Salah satu tema yang cukup sensitif adalah doa bersama antara muslim dan non-muslim. Dalam keluarganya yang plural, doa bersama adalah kegiatan yang tidak dapat dihindari baik pada acara keluarga maupun kegiatan adat di lingkungan keluarga mereka. Sebagai bentuk religiusitas dalam keluarga, pada kegiatan tertentu senantiasa dimulai dengan kegiatan do’a bersama. Patmawati, selalu memberikan kesempatan kepada anak-anak atau warga untuk memulai aktivitas misalnya makan dan aktivitas bersama, dengan doa bersama. Akan tetapi, doa bersama yang dilakukan keluarga besar beda agama tersebut tidak dipimpin oleh satu orang, melainkan doa yang dilakukan berdasarkan agama dan kepercayaan masing-masing. Atau do’a dipimpin oleh keluarga mereka yang dituakan (baik muslim maupun non-muslim), akan tetapi anak-anak dan warga berdo’a sendiri menurut keyakinannya. Pilihan untuk memilih kedua cara berdoa tersebut untuk tetap menghormati perbedaan agama dan keyakinan antara mereka dan menghindari perdebatan terkait dengan doa bersama. Pada daerah muslim sebagai minoritas apalagi muslim lokal asli orang Tana Toraja, memang biasanya pandangannya terhadap doa bersama dan tema-tema pluralitas lebih mencair.
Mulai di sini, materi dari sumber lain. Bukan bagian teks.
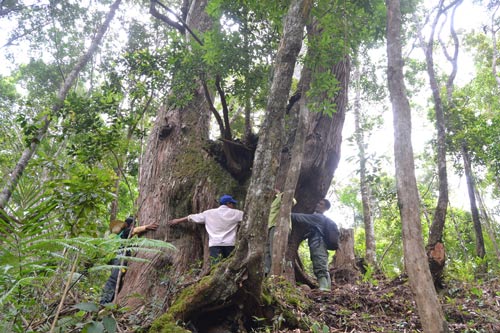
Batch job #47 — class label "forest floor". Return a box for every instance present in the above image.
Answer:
[278,278,500,333]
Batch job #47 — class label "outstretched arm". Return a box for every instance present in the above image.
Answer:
[132,222,158,236]
[167,216,188,225]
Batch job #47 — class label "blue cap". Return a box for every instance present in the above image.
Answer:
[219,194,238,205]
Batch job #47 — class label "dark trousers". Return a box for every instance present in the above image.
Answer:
[99,258,127,305]
[208,246,234,264]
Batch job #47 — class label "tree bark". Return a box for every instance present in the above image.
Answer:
[462,144,486,260]
[387,0,449,333]
[0,0,121,209]
[353,64,376,267]
[271,65,310,281]
[276,53,350,287]
[143,0,312,331]
[117,0,226,311]
[330,228,360,283]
Ketiga, merasakan. Menumbuhkan dan memeliharan potensi kebaikan pada anak dengan sering mengajak dan melatih mereka membantu orang lain walaupun berbeda agama. Jika tiga langkah ini dilakukan, maka anak akan semakin dikuatkan dalam menyulam perbedaan di masa depan mereka.
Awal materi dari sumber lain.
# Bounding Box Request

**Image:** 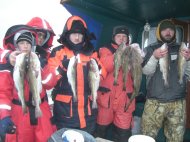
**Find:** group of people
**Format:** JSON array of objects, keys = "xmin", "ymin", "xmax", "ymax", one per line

[{"xmin": 0, "ymin": 15, "xmax": 190, "ymax": 142}]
Rambu Solo adalah salah satu perayaan akbar di kalangan masyarakat Toraja, tempat keluarga besar yang berbeda agama saling merasakan kegembiraan atau kedukaan. Masyarakat Toraja mengenal dua upacara utama yang menyangkut siklus kehidupan, yakni Rambu Tuka’ (Alluk Rampe Matollo) dan Rambu Solo’ (Alluk Rampe Matampu). Dalam setiap upacara wajib mengorbankan sejumlah hewan ternak ayam, babi, atau kerbau, tergantung  status sosial keluarga tersebut. Bagi orang Toraja kerbau diyakini sebagai harta utama, Tedong Garanto Lanan yang bernilai religius dan materil. Untuk keturunan Tomanurrung kerbau yang dikorbankan dapat mencapai ratusan ekor. Hewan yang tertinggi nilainya adalah korban kerbau putih belang hitam (kabongo).
Pada ritual inilah, seluruh keluarga mulai dari orang tua sampai anak-anak berbondong-bondong membawa bantuan, mulai dari sembako, kerbau, babi, dan bantuan material lainnya. Anak-anak riang gembira,saling menyapa dengan keluarga yang datang dari seluruh penjuru Tana Toraja. Inilah pelajaran yang berharga untuk dapat saling merasakan dan akhirnya akan menyatukan emosi keagamaan mengalir dalam semangat persatuan Tongkonan. Tradisi Tongkonan berintikan rasa persaudaraan yang penuh kasih sayang tetap dijalin, walaupun agamanya berbeda. Tradisi “tongkon” (duduk bersama) adalah musyawarah untuk membahas dan menyelesaikan persoalan bersama merupakan sisi persaudaraan tertinggi dalam kekerabatan orang Toraja. Tradisi ini telah ada sejak dahulu kala seumur dengan masyarakat Toraja sendiri, dilestarikan hingga sekarang ketika dalam keluarga menganut agama yang berbeda.
Di tengah menguatnya radikalisme agama dan mengurai potensi konflik di Indonesia, Penguatan Pendidikan Karakter berbasis kearifan lokal dan Live In dapat dijadikan model untuk menanamkan dan memperkuat sikap toleran dan pluralis siswa sekolah dasar. Khususnya, dapat bermanfaat bagi lembaga pendidikan agar memposisikan diri sebagai kekuatan utama pengendali “mizan” sosial dengan ragam kecenderungannya. Perjumpaan iman antara umat Katholik, Protestan, Islam, dan Aluk Todolo di Tana Toraja dapat menjadi profil keharmonisan imani dalam ranah keluarga, sekolah, dan sosial. Dengan demikian, keluarga, sekolah dan masyarakat telah memainkan perannya sebagai inti bagi terwujudnya kohesi sosial keagamaan.